June 20, 2024 at 09:18AM
The CHERI Alliance, launching in September, aims to enhance chip security by isolating hardware and software to safeguard against cyberattacks, addressing memory vulnerabilities particularly prevalent in ARM processors. The consortium, involving entities like University of Cambridge and SRI International, focuses on fine-grained memory protection for ARM, MIPS, and RISC-V architectures.
Key takeaways from the meeting notes:
– The CHERI Alliance is focused on protecting data stored in hardware memory from cyber attackers by isolating hardware and software to prevent code injection and data theft.
– Memory issues represent approximately 70% of the routes taken by cyber attackers, and the alliance aims to address this with fine-grained memory protection without major overhead.

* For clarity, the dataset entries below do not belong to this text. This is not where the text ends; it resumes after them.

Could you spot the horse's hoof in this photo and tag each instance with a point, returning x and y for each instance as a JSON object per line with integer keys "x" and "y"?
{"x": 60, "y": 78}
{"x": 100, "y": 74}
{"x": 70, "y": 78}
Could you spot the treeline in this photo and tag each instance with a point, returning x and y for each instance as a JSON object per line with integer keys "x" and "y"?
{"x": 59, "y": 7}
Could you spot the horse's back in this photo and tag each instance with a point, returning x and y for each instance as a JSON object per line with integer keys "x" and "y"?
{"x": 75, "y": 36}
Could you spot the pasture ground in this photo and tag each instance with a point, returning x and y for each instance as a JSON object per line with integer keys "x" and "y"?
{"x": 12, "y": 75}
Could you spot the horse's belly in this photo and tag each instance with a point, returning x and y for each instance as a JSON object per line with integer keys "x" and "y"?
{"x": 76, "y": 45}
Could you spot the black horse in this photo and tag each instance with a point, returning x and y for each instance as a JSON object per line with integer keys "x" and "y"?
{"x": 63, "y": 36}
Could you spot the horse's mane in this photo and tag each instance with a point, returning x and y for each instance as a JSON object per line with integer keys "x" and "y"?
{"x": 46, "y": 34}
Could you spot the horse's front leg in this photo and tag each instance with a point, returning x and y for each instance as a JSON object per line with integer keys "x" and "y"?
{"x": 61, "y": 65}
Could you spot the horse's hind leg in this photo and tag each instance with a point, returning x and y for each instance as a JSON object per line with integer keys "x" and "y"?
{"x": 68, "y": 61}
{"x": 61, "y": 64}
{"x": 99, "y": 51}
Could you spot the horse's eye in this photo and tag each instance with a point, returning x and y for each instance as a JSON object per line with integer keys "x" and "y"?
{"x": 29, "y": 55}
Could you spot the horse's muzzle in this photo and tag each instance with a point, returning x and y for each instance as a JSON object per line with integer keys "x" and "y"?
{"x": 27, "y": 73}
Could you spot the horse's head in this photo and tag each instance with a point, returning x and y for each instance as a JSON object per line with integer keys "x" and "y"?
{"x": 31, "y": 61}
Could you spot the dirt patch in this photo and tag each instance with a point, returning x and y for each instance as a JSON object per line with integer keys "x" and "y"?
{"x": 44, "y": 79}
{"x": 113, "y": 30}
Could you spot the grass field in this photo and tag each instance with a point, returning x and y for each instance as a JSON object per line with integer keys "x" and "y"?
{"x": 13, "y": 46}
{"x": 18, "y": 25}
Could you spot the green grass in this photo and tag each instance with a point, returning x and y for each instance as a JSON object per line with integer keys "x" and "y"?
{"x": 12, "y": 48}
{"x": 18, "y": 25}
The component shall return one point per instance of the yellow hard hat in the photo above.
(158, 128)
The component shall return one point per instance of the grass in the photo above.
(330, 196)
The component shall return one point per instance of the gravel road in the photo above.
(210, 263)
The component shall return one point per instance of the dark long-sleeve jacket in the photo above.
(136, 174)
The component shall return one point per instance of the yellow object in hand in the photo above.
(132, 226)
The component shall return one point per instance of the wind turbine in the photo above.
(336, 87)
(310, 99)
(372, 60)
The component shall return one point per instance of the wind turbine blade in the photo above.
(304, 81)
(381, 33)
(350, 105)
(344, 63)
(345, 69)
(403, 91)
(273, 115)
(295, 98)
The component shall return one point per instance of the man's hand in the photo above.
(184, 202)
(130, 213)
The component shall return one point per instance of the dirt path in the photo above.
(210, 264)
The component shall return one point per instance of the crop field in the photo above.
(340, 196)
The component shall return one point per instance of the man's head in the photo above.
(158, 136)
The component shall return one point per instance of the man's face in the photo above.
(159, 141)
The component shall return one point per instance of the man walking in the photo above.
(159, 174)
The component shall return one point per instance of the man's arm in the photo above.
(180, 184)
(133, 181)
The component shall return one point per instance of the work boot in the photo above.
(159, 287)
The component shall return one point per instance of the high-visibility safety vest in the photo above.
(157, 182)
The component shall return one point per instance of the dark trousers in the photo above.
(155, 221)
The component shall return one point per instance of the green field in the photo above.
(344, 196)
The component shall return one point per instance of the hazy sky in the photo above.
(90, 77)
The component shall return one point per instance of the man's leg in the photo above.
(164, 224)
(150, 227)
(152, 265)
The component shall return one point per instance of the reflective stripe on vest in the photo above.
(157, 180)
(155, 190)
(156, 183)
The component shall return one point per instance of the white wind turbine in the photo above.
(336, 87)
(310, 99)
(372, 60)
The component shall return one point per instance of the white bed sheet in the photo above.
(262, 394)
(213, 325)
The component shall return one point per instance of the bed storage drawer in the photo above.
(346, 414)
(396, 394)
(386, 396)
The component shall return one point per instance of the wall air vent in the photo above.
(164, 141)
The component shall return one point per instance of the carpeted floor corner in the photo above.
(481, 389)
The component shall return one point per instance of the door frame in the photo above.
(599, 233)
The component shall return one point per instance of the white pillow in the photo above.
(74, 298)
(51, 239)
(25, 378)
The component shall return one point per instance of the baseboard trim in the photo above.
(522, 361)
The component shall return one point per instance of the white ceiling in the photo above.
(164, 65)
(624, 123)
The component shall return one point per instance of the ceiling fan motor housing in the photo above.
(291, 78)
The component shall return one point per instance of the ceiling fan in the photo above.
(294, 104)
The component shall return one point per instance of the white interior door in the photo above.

– The alliance focuses on securing memory in ARM, MIPS, and RISC-V architectures, and backing entities include University of Cambridge, the FreeBSD Foundation, Capabilities Limited, lowRISC, and SCI Semiconductor. ARM is not currently part of the consortium.
– ARM-based processors have been vulnerable to memory-bound vulnerabilities, including those related to Meltdown and Spectre.
– The CHERI program, originally started in 2010 as a research program, has developed CHERI-based hardware with memory protection features and provides toolkits for C and C++ programmers to add memory protection while coding.